/character-biases

CSC522 Project - Gender and Race biases

Primary LanguageJupyter NotebookMIT LicenseMIT

csc522-character-biases

CSC522 Project - Gender and Race biases

This project Identifies Gender and Race biases in Audience Perception. The data for the project is collected from OpenPsychometrics.org, enriched with Betafaceapi.com and is present inside the data directory.

Abstract

People may have implicit biases on their perception and classification of character traits based on attributes such as race and gender. Furthermore, the portrayal of women and characters of color is a subject of much controversy and discussion in recent years. In this study, we propose examining and measuring such racial and gender biases in audience perception of characters by using Automated Learning and Data Analysis techniques, which may also allow us investigate the nature of those stereotypes. Data obtained from OpenPsychometrics.org contains audience ratings of 1600 characters along with hundreds of pairs of bipolar personality adjectives, which are crowd-sourced through online surveys.

Using a semi-supervised approach of Betafaceapi and manual evaluation and adjustments, OpenPsychometrics data was enriched with race and gender information to have reliable target information. We engineered two models: one that predicts character's gender, and another that predicts race, using the adjective scores. Cluster analysis to visualize the presence of stereotypes was also performed.

The expectation is to support that we can predict character race and gender based only on personality traits, suggesting that stereotypes are present in the portrayal or audience perception of characters.

Notebooks

Some of the notebooks present in this repository:

  • Scraper - Used to fetch data from OpenPsychometrics, and save in the data directory.

  • PhotoLabels - Scraper that uses Betafaceapi to add labels to the images downloaded from OpenPsychometrics

  • ImageLabeling - Tool used to hand label gender/race on images.

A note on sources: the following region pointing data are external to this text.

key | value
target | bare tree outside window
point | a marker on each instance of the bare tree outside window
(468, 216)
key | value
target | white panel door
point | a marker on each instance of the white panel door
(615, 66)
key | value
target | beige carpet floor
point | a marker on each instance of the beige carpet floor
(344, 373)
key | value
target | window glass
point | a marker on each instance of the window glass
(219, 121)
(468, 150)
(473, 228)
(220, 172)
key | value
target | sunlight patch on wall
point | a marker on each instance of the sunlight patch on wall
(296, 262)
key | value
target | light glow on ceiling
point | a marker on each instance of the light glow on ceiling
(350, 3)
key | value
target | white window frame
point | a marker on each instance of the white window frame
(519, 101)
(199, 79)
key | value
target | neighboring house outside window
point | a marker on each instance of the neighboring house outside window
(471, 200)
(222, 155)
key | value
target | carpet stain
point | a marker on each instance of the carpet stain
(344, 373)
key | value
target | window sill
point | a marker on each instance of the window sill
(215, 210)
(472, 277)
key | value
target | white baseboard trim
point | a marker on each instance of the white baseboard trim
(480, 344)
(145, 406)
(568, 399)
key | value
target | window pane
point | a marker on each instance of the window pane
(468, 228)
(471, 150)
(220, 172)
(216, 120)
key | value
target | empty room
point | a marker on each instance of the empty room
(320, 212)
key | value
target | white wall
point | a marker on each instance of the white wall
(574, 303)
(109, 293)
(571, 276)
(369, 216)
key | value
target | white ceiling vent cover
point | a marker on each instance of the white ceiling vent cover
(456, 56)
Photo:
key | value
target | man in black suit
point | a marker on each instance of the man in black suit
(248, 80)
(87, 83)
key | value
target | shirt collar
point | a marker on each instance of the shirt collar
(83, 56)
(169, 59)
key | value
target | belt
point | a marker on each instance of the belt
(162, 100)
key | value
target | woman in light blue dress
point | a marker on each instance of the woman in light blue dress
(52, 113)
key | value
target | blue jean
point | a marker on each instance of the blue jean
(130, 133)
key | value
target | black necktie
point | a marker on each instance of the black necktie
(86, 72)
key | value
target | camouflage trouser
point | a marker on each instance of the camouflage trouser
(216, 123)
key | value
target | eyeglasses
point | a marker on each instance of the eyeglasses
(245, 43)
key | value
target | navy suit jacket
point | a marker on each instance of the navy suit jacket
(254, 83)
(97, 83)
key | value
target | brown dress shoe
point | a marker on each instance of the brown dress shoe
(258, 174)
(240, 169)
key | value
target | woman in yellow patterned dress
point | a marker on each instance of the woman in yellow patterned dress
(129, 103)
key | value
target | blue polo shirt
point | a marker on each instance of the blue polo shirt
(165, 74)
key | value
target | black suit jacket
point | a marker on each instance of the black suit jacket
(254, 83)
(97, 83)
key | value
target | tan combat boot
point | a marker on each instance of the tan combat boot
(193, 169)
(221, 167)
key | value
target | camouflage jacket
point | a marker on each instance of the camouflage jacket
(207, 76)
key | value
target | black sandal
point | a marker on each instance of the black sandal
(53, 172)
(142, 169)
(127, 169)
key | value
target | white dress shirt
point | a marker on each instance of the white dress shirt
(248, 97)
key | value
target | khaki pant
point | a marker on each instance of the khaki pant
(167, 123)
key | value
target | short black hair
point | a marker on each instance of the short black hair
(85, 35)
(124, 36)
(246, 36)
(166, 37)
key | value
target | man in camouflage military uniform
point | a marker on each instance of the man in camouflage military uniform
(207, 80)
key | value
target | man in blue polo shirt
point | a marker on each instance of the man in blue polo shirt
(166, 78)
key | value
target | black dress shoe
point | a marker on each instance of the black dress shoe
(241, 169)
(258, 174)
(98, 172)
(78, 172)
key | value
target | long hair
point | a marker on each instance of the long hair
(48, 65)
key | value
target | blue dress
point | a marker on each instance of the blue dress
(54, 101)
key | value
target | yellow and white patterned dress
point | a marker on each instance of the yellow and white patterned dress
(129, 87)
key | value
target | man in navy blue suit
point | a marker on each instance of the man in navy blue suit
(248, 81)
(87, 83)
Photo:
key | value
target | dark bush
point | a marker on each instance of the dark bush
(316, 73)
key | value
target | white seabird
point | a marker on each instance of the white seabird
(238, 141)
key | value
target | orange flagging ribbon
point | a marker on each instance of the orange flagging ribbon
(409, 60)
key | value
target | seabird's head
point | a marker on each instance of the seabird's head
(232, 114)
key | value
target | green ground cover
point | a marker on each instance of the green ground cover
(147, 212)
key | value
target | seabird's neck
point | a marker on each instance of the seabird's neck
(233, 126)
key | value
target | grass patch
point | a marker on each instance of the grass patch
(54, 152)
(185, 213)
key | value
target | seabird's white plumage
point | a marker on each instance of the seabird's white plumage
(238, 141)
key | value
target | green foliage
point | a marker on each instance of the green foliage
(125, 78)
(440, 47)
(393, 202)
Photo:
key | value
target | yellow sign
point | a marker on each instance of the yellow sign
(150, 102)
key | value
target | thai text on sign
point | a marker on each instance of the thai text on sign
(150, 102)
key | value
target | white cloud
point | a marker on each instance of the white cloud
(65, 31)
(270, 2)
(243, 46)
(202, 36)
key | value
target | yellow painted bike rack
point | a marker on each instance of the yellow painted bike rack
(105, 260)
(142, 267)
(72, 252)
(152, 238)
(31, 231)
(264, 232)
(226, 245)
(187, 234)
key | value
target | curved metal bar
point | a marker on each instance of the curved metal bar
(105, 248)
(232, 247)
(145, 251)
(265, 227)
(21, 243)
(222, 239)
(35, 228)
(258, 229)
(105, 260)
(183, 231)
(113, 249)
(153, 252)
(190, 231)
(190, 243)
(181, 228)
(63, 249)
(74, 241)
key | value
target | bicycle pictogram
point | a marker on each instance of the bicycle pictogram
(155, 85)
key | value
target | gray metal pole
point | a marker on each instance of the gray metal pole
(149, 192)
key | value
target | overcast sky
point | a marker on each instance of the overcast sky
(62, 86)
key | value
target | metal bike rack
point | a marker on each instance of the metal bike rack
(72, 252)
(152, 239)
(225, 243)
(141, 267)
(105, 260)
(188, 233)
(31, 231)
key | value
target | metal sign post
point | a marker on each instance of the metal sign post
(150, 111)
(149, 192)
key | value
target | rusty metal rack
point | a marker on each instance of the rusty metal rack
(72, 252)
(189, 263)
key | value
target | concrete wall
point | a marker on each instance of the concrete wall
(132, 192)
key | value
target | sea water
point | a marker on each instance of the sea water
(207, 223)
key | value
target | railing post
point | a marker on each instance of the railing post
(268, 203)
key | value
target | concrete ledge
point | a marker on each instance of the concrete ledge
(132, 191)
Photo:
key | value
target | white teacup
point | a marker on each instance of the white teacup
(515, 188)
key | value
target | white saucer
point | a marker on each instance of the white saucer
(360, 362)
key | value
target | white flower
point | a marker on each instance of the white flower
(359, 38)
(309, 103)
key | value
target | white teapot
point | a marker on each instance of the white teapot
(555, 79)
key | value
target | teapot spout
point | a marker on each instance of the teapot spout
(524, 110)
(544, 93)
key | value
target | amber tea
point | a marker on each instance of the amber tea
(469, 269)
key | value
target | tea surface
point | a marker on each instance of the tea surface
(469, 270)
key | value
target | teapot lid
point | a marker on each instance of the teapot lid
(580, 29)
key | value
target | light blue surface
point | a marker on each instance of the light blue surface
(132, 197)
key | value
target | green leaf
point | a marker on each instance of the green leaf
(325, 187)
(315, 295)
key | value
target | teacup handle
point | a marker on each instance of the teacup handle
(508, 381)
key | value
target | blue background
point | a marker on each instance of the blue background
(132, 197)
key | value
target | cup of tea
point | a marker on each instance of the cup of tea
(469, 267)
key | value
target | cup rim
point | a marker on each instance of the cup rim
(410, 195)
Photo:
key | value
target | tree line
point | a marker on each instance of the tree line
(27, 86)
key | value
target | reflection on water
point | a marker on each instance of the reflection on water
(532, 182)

  • EDA / EDA-OpenData - Exploration and Data Analysis documents, where we do parameter cleaning and joining them from both sources, and export into a single CSV.

  • Cluster-Analysis - Used to analyse possible clusters within the dataset, using unsupervised learning methods.

  • Model-Exploration-* - Gets exported data from EDA, executes and compares various classifiers with the hand labeled data with supervised learning methods. The most updated one is Model-Exploration-OpenData.